Thursday, October 9, 2008

Watching the Palin media watchers

Bob Owens of Confederate Yankee blog reports for Pajamas Media on Sarah Palin's rally in Greenville, NC, at the campus of East Carolina University. But though Owens reports Palin gave a rousing speech, his main reason for being there was to watch the media's coverage.

7:27 PM The traveling media stampedes in, laptops fired up and ready to go. Palin’s motorcade must have arrived.

7:32 PM Palin comes out, and the crowd loves her. Warms up with “Sportstown, USA” and ECU’ football’s upsets over West Virginia and Virginia Tech… “you know something about underdogs.” Mentions Biden: Biden gets booed. Good speech so far, steady, and well delivered.

7:38 PM “Despite what Barack Obama says”… Boos, “Nobama!” McCain will give healthcare tax credits to help you pay for coverage.
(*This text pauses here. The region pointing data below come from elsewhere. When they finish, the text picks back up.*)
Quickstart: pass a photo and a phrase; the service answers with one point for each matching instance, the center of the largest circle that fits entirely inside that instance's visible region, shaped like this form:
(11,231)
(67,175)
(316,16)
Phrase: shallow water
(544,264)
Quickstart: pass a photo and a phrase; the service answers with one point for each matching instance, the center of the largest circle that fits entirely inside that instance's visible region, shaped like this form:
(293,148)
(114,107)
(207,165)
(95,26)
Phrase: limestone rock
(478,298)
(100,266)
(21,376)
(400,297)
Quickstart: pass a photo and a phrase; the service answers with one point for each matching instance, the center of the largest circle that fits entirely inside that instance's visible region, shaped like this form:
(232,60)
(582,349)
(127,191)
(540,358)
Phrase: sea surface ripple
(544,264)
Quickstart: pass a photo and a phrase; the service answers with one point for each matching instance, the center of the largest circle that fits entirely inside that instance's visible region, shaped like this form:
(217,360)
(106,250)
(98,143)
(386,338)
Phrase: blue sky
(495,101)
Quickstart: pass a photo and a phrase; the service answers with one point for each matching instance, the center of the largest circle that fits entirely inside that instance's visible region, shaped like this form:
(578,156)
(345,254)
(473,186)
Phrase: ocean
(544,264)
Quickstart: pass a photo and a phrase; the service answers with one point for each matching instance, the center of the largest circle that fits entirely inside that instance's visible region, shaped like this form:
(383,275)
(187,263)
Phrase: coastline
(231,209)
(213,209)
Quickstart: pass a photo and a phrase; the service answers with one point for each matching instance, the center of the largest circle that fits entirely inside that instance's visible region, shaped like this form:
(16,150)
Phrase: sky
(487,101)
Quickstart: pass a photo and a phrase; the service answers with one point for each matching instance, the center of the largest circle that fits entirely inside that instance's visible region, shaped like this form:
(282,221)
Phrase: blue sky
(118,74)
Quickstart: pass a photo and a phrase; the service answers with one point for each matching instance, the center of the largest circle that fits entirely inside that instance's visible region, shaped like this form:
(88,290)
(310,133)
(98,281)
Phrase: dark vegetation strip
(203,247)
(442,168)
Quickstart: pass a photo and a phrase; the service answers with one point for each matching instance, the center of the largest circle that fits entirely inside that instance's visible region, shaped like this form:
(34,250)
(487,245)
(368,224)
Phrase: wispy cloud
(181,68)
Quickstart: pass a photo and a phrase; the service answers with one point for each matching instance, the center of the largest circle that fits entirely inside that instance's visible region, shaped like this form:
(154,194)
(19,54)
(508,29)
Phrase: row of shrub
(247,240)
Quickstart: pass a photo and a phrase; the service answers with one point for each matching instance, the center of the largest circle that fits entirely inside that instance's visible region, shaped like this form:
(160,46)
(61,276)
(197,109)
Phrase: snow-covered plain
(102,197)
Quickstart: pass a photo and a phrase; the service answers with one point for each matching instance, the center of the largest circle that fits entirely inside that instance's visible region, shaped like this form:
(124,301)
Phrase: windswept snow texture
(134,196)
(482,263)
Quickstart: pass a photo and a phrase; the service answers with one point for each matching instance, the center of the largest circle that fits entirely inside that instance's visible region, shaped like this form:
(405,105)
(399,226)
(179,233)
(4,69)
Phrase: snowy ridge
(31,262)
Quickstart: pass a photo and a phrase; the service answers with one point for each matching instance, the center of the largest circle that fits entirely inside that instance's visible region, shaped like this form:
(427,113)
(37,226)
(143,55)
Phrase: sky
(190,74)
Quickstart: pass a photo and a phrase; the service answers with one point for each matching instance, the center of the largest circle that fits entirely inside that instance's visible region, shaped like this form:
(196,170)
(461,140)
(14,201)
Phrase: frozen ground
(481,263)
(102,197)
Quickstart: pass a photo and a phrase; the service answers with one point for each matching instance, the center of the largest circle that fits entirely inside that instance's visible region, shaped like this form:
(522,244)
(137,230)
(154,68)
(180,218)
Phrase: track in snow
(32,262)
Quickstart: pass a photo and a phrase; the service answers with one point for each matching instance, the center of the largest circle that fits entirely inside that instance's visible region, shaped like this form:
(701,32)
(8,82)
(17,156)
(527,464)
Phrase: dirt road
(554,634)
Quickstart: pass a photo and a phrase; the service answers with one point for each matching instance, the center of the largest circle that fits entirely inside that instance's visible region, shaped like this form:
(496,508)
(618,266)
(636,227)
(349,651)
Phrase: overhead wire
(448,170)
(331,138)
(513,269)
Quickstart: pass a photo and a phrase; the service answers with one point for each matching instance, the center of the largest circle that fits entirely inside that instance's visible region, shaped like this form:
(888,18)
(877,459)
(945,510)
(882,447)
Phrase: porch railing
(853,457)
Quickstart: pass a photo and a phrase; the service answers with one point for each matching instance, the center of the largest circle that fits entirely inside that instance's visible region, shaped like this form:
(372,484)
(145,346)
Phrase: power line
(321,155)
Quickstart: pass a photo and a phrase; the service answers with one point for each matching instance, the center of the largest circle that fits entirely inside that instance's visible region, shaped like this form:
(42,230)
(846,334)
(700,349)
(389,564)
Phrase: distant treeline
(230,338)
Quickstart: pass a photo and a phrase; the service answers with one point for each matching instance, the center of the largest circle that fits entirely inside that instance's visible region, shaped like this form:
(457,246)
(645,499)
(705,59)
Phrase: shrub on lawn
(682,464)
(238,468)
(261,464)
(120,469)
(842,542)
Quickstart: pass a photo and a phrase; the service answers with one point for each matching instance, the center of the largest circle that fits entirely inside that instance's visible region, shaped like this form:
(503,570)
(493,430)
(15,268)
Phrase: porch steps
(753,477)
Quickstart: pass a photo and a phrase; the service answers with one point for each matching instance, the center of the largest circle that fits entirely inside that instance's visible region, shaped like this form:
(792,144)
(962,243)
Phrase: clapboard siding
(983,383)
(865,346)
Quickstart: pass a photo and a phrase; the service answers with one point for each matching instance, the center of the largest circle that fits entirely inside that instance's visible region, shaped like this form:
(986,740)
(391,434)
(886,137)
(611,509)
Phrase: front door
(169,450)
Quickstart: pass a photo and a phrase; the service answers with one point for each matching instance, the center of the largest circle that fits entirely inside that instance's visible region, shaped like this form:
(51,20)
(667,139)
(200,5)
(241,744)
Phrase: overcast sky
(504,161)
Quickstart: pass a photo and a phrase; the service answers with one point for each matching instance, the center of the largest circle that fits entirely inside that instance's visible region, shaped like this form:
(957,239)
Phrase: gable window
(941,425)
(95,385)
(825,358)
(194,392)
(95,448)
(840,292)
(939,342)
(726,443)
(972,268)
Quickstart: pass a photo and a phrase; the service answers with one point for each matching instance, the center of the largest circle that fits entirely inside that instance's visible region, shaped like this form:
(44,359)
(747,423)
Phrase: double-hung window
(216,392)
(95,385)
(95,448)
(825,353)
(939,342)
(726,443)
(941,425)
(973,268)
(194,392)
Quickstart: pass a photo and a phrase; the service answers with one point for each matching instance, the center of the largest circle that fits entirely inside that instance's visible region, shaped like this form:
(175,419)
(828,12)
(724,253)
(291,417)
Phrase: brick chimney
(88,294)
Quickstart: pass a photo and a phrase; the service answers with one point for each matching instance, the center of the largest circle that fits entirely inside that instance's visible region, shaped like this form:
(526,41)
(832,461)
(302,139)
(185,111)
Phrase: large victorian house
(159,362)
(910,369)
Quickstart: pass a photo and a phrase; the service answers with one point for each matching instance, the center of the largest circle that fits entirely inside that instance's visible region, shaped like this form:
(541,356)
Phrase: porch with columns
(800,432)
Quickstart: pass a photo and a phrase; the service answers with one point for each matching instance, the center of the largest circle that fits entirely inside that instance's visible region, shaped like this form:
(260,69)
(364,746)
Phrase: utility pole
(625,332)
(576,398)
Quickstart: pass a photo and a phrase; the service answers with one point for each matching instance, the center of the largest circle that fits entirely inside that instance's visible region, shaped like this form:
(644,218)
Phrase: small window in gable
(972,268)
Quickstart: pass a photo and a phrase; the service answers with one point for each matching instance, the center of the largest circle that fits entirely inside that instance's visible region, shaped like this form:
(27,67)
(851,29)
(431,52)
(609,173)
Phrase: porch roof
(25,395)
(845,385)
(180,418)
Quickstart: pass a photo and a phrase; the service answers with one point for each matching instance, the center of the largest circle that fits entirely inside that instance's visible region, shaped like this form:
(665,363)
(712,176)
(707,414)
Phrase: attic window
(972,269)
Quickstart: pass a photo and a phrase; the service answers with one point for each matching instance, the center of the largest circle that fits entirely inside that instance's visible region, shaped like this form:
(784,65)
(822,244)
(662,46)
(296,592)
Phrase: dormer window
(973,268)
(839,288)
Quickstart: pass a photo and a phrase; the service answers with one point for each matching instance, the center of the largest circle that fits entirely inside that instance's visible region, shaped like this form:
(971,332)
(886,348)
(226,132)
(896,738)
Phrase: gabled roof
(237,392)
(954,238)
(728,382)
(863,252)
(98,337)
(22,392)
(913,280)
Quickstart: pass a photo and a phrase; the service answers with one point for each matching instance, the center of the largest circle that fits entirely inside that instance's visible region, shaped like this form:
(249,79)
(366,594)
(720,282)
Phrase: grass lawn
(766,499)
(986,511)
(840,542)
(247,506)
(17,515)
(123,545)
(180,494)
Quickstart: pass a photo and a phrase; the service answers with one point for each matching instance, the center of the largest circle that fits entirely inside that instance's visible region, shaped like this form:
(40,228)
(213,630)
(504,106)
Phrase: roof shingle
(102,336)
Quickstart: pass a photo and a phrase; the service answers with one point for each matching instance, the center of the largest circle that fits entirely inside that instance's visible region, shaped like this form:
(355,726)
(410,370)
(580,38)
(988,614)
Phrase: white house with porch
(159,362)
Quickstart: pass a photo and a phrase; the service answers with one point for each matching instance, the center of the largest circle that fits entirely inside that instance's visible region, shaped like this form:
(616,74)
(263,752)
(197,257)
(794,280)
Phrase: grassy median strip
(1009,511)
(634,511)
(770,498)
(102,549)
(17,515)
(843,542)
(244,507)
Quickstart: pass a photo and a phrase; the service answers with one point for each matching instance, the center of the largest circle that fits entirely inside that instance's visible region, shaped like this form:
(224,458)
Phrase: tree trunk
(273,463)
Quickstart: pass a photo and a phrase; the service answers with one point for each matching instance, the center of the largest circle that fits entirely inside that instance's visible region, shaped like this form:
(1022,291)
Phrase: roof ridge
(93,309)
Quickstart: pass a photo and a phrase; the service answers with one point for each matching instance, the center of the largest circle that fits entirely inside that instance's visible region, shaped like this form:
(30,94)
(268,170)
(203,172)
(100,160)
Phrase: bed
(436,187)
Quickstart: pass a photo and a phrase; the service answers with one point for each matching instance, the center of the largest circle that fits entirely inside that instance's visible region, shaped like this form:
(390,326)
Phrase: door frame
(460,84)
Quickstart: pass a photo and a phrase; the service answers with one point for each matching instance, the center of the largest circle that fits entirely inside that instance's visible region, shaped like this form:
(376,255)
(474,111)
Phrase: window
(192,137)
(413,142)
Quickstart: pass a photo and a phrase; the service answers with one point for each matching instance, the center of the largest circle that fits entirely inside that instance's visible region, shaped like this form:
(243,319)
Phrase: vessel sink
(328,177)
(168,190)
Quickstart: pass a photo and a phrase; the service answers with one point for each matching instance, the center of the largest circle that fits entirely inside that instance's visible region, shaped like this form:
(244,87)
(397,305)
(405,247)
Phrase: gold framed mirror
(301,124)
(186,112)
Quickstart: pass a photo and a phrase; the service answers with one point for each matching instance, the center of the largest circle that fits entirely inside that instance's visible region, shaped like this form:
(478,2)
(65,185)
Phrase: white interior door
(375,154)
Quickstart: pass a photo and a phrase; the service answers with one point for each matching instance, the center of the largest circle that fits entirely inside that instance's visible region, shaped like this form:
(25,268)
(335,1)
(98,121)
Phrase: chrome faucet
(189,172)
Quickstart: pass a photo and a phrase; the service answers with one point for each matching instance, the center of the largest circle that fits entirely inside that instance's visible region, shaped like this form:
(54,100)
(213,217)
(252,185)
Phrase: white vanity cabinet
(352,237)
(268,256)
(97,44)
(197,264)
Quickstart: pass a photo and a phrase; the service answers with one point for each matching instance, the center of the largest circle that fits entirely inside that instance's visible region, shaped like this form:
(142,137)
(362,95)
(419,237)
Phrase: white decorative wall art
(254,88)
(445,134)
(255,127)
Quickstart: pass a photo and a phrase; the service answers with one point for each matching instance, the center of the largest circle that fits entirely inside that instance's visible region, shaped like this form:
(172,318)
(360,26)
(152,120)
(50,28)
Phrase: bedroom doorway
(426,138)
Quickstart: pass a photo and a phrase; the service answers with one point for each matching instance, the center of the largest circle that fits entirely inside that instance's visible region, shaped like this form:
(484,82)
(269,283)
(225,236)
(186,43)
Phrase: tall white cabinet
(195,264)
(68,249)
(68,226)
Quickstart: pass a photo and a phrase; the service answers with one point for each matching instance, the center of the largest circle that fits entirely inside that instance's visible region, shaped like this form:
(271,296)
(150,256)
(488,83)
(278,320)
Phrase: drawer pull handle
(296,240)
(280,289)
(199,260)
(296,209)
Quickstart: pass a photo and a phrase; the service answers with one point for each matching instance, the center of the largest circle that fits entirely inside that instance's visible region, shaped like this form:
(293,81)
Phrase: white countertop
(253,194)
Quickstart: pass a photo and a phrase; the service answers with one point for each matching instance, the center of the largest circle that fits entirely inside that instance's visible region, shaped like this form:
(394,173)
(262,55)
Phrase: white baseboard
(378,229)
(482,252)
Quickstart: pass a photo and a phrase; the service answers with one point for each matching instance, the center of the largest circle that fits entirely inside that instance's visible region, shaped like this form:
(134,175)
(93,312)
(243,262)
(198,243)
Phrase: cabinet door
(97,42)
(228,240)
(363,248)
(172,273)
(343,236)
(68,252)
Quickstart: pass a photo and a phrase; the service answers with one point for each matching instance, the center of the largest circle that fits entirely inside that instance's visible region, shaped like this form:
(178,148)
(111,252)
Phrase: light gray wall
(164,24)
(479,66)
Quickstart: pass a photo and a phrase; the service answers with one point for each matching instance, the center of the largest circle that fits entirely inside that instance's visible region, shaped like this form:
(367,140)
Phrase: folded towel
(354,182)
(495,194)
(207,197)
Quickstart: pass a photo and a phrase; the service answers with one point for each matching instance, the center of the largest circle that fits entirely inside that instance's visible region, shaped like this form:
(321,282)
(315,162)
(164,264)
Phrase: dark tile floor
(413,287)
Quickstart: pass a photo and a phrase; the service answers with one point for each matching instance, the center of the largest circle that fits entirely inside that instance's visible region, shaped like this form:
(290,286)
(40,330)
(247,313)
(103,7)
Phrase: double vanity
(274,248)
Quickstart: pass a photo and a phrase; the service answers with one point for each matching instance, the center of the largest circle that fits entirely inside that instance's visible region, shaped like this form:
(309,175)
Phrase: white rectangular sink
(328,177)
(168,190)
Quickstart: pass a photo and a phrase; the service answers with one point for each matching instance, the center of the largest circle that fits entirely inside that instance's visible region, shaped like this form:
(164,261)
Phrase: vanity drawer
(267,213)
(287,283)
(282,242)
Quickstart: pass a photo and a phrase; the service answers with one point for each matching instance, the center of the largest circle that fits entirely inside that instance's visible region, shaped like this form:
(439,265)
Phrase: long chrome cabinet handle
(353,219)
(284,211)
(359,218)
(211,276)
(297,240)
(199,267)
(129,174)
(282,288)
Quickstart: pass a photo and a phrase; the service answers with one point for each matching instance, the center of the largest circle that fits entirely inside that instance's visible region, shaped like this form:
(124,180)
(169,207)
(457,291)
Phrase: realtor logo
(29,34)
It’s broadly the same speech that she gave this morning in Florida, but she seems to be feeding off the crowd — giving off a lot of energy, considering how long her day has been. I can’t make it out, but several of the traveling journalists have the same screens up on their laptops. I’m guessing that it is a copy of the speech, and they’re making sure she’s not going off script.

7:43 PM Looking down under the camera crew setup, I notice a scowl on the faces of a couple of crew members when Palin thanked the military. I hope that her comments weren’t the cause of the dirty looks. One guy in the traveling crew packs up his laptop and leaves… I guess he’s confident he won’t hear anything new, and perhaps he’s right as far as the speech goes, but what about the crowd? Don’t they care about the crowd reaction? Apparently not.

7:48 PM Lots of press are checking their email and websurfing now, with the The Trail and Bloglines being two sites I can make out immediately. Several others are frantically typing away on Blackberries… When Palin gets to line about Obama starting his career in the living room of a domestic terrorist, crowd loves it. The media looks around briefly, then seems to lose interest in Palin.

7:53 PM Angry-looking, local female journalist in front of me is pounding on her keyboard. I could make out normal notes, plus a comment about Palin: “sounds like a robot, but the crowd loves her.” Hmmm… maybe it’s you, ma’am? A few other media are now websurfing — Yahoo News and the News and Observer’s Under the Dome blog.

7:56 PM MSBNC’s First Read joins the reading list. Somebody else is on a site with a color scheme and layout that looks suspiciously like the Huffington Post. An Asian man — presumably a journalist — looks at the crowd with an arched eyebrow, but I don’t know why. I heard him speak later to his companion, but can’t make out the language.

7:58 PM The speech is now over, and Palin walks down into the crowd to shake hands with folks on the floor. Shania Twain’s “She’s Not Just a Pretty Face” plays her off. Nice touch.

There were no protests or hecklers.

“Watching the watchers” is an interesting game to play. The media is used to being the ones deciding the story, but don’t want to be the story themselves. I expected some of what I saw last night — the taking of phone calls during speeches and the sometimes fevered text messaging during the speech — but I must tell you I was surprised when some of the press simply stopped paying attention shortly after Palin made the Obama-Bill Ayers connection in the speech. They appeared to have been waiting for another “gotcha” moment, hoping for someone in the crowd to threaten Obama or call him a terrorist.

Some of the web surfing during the speech was no doubt legitimate. I suspect both MSNBC’s [6] First Read and and Washington Post’s [7] The Trail were being updated from the press row, and the authors were merely checking to make sure that what they posted came across correctly. The journalist reading Bloglines , a news feed aggregator, may have also been doing precisely what he should. But the Huffington Post?

At least it wasn’t Kos.

But the guy who packed up and left the press row after Palin got past the Obama-Ayers connection when he didn’t hear anything inflammatory from the crowd was a point of concern. So was the fact that so many journalists in front of me — perhaps a third of them, or even a little more — simply began tuning Palin and the crowd out after that point.

I understand the life on the campaign trail must be a grueling marathon of unending travel and 14-hour days. It has to wear everyone down, and people start to cut corners. The press allows themselves this as long as they get the broad strokes correct enough.

It does seem hypocritical, though, that these same frayed journalists then attack politicians on the same schedule, for even the smallest gaffe.

It’s a clear double standard.

But then, we’re getting used to that.